そこに記されている文面をぱっと目にするや否や、セイクリッドが急に強気な態度になった。
「ふん、そんなことだろうと思った。
やっぱりこの証書は偽物、君がでっち上げたものじゃないか」
「え?何で?」
「僕を甘く見ないで欲しいね、こういう証書には必ずその商業組合の紋章が入った羊皮紙を使うんだ。
でもこの羊皮紙にはモルダ家の紋章が入っている。
おまけにこの紙に使用されている印は赤色だ、本物には緑色の印が使われる」
「おや、あんた本物の証書知ってるんだ」
シャロアが口を挟む。
途端、セイクリッドの表情が得意気なものから一変した。
墓穴を掘ったのだ。
偽物だと見破ったということは本物を知っているということ、つまり契約を結んだことが事実であると自白したも同然である。

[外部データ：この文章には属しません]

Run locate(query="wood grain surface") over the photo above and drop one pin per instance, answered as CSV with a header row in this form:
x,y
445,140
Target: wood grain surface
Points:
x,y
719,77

してやったり顔で、ラリマーは一番上に出してあった羊皮紙を外した。
するとその下から、セイクリッドが言った通りの証書が出てくる。
「そう、セイクリッドの言うとおり、この証書はさっきオレが適当に写したものだ。
王家の紋章入りの羊皮紙もピウが持ち出していたからそれを拝借しましたー」
「嘘をつくな。お前は城に侵入して僕の部屋から盗み出したんだろう。